Results have been striking. In a study of 37 patients with classic MSUD who received liver transplants, patient and graft survival were both 100% at an average follow-up of 4.5 years. Across all 54 MSUD liver transplants performed in the United States between 2004 and 2010, patient survival was 98% and graft survival was 96%. After transplantation, leucine tolerance increased more than tenfold, allowing patients to eat an unrestricted diet with normal protein intake for the first time in their lives. Amino acid levels remained stable even during illness.
An interesting feature of MSUD liver transplants is the possibility of “domino” donation: the removed MSUD liver can be transplanted into a patient dying of liver failure from another cause. Because the rest of that recipient’s body has normal BCAA metabolism, the MSUD liver functions well enough. All six domino recipients in the study were alive and well with normal amino acid levels on unrestricted diets.
Long-Term Outlook
With early diagnosis, careful dietary management, and access to quality healthcare, many people with MSUD live into adulthood. The quality of the national healthcare system a person is born into correlates significantly with both survival and the likelihood of permanent neurological symptoms. Children diagnosed through newborn screening and treated promptly have near-normal cognitive outcomes on average, though they remain at risk for setbacks during metabolic crises throughout life.
The ongoing challenge is vigilance.
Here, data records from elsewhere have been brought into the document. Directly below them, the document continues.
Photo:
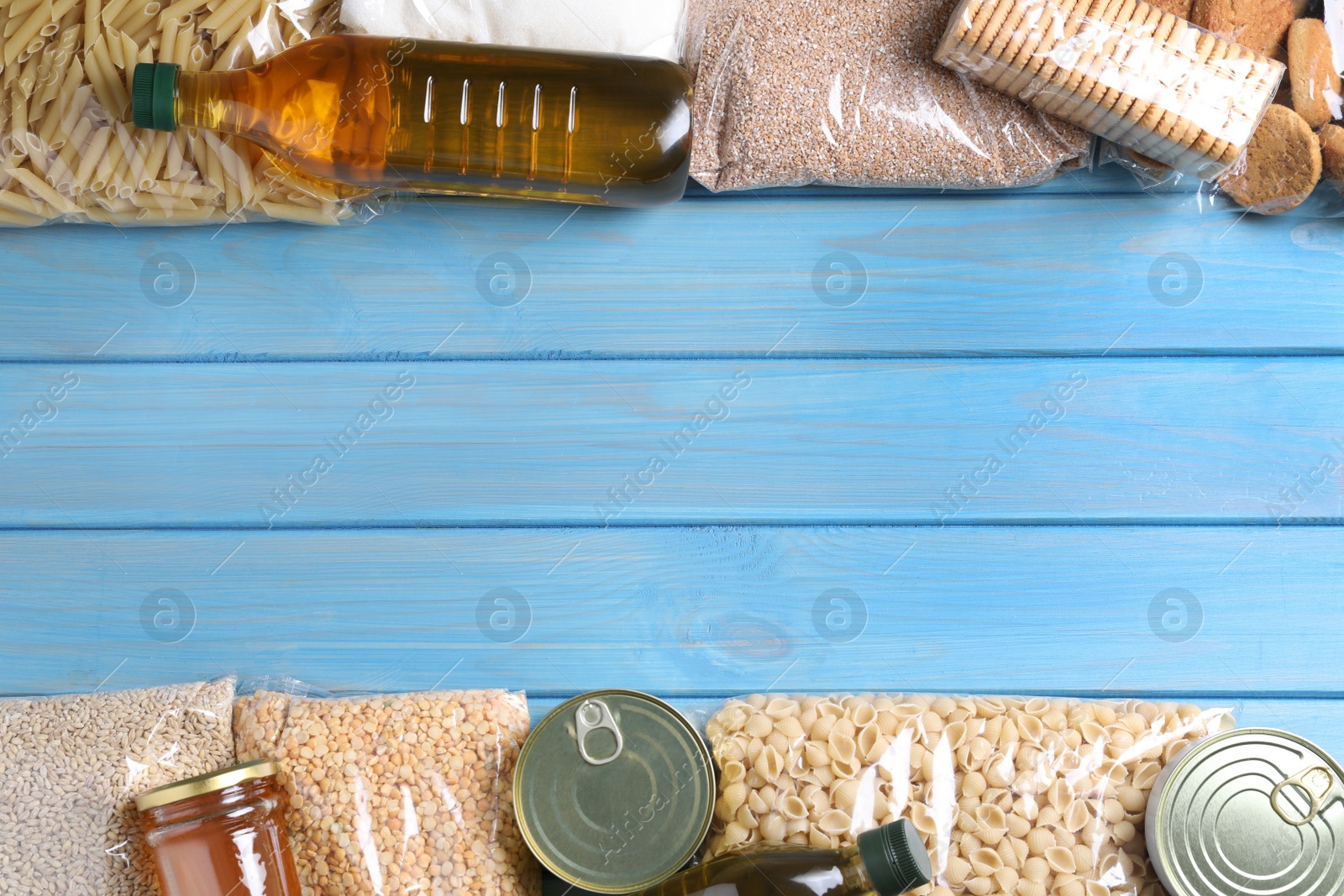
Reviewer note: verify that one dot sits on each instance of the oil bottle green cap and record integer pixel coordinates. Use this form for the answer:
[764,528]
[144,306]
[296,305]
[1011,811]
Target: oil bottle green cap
[152,93]
[895,857]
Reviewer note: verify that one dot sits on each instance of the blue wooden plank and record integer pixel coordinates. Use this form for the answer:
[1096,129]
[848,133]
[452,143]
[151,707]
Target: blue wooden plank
[672,443]
[743,275]
[1155,611]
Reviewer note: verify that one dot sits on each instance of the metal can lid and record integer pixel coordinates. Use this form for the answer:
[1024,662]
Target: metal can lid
[1253,812]
[613,790]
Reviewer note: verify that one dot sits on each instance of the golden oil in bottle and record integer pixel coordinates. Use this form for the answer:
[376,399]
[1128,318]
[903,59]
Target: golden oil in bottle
[885,862]
[448,117]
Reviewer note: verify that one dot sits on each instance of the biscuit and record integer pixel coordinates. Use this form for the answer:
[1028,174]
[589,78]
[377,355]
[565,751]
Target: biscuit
[1332,156]
[1081,76]
[1021,40]
[1281,167]
[1136,103]
[1178,123]
[1229,60]
[1175,7]
[1310,71]
[1037,60]
[1163,113]
[1260,24]
[1003,26]
[1113,101]
[1086,31]
[971,22]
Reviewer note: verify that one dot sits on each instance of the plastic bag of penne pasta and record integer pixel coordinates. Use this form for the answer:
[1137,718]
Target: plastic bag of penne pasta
[1014,795]
[69,154]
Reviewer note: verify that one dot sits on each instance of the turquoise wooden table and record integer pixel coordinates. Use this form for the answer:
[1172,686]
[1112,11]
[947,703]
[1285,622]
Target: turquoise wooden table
[1066,441]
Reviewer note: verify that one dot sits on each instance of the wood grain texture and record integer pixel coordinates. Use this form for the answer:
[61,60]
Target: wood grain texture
[696,614]
[1043,273]
[685,611]
[655,443]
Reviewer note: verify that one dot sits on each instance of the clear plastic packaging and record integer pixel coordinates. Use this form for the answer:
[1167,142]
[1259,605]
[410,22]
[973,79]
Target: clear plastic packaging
[1023,795]
[396,794]
[1131,73]
[71,768]
[69,152]
[1176,190]
[644,29]
[1294,160]
[799,92]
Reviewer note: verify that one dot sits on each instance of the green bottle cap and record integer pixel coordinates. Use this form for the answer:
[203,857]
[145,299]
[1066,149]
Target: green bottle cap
[895,857]
[152,96]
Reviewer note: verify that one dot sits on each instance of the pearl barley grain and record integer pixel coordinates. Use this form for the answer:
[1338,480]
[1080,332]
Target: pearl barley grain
[1014,797]
[71,768]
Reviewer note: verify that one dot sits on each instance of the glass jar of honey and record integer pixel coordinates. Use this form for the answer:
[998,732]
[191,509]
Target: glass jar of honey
[221,835]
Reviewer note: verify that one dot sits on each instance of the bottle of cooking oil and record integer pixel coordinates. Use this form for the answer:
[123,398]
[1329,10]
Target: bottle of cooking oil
[887,862]
[447,117]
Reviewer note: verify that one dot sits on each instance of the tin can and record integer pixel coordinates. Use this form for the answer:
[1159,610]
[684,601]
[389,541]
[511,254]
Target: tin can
[1253,812]
[615,792]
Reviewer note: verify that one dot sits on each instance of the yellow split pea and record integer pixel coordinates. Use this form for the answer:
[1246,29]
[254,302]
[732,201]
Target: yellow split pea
[398,794]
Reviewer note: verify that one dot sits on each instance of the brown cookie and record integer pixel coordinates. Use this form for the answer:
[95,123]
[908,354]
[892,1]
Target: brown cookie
[1281,167]
[1332,155]
[1260,24]
[1310,70]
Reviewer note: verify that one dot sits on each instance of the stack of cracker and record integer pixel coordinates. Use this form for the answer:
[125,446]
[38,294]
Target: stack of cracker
[1121,69]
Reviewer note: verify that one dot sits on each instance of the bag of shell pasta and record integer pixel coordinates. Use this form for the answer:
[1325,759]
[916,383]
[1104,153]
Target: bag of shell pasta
[1021,795]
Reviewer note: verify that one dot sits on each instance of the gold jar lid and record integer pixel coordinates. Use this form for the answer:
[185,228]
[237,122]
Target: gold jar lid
[207,783]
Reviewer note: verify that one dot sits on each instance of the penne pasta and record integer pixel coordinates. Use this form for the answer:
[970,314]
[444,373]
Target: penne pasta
[69,152]
[44,190]
[92,155]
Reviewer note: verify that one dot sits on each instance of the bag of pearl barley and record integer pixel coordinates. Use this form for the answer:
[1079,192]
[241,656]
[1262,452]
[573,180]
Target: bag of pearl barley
[71,768]
[1014,795]
[396,794]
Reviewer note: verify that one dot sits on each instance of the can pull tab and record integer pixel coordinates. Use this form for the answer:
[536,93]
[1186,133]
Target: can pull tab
[591,716]
[1316,782]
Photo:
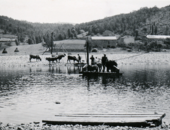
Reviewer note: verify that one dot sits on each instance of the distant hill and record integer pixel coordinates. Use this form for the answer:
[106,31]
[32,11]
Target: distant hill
[33,32]
[137,23]
[141,22]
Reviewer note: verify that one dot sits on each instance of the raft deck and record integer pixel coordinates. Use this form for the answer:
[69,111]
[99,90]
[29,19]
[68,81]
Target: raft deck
[100,73]
[136,120]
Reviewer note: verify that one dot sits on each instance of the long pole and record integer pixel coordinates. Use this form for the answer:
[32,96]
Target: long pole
[87,48]
[52,43]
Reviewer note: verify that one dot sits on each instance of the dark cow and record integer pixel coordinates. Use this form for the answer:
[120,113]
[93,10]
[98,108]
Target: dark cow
[90,68]
[112,65]
[37,57]
[99,66]
[72,58]
[59,57]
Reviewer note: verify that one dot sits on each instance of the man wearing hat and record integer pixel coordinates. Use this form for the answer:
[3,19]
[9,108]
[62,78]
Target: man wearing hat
[104,60]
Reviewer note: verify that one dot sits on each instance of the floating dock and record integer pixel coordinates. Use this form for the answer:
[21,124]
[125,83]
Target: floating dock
[136,120]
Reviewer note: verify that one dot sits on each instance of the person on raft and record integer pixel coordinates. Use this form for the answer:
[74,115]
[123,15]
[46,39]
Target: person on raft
[104,60]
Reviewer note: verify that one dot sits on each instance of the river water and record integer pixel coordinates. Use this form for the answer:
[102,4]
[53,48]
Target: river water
[36,91]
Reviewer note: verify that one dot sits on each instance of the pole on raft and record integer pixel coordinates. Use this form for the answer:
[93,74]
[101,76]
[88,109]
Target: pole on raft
[52,43]
[87,48]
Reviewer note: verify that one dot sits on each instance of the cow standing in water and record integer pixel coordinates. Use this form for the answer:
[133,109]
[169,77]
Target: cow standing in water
[59,57]
[37,57]
[72,58]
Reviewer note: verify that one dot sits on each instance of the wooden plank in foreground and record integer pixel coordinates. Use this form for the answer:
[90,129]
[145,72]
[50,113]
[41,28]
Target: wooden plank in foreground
[109,119]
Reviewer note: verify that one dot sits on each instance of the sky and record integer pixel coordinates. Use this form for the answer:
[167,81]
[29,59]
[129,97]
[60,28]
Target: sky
[72,11]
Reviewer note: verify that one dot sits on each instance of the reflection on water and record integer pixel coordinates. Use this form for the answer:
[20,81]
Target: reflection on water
[29,93]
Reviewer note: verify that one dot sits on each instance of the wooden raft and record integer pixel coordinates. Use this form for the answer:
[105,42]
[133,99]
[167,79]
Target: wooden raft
[136,120]
[101,73]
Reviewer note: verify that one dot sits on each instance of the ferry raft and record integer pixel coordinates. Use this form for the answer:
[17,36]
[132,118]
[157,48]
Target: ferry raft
[136,120]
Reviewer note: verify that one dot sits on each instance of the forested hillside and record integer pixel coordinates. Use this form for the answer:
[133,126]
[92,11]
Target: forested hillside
[141,22]
[137,23]
[33,32]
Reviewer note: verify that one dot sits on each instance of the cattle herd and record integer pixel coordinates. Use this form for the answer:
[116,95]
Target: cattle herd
[111,65]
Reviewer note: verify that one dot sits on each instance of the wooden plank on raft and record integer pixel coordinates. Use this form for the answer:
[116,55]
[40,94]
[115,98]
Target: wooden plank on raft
[108,119]
[99,73]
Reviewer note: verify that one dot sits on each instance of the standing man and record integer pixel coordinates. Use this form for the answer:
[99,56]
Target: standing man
[79,58]
[92,60]
[104,60]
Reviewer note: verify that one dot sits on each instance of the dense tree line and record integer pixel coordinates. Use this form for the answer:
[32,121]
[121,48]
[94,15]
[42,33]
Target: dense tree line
[137,23]
[144,21]
[34,32]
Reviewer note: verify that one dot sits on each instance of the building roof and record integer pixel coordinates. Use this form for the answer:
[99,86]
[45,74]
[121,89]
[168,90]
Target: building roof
[104,38]
[7,36]
[70,41]
[70,44]
[6,40]
[158,36]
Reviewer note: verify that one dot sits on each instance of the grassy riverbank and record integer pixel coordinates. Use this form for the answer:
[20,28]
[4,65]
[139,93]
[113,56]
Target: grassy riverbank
[38,126]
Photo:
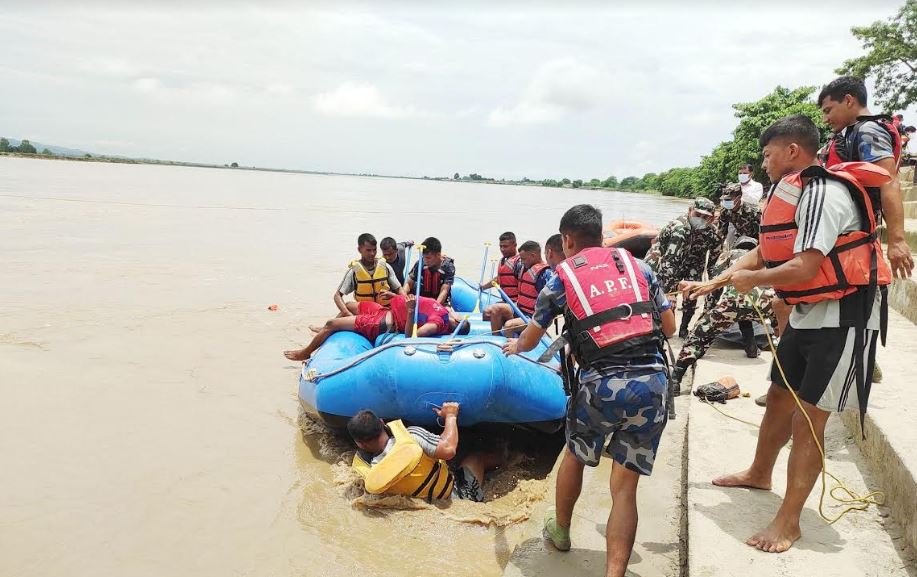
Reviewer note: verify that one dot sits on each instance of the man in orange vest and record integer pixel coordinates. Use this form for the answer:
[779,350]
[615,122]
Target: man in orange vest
[828,349]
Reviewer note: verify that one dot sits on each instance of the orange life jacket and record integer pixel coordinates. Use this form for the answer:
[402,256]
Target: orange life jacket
[506,276]
[855,261]
[528,292]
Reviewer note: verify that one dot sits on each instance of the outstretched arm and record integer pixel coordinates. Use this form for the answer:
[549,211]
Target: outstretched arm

Every illness, growth spurt, or period of stress is a potential trigger, and the margin for error is slim. Families managing MSUD typically work closely with metabolic specialists, dietitians, and emergency teams who understand the condition. For those with classic MSUD who can access it, liver transplantation offers a path to dietary freedom and significantly reduced risk of metabolic crises.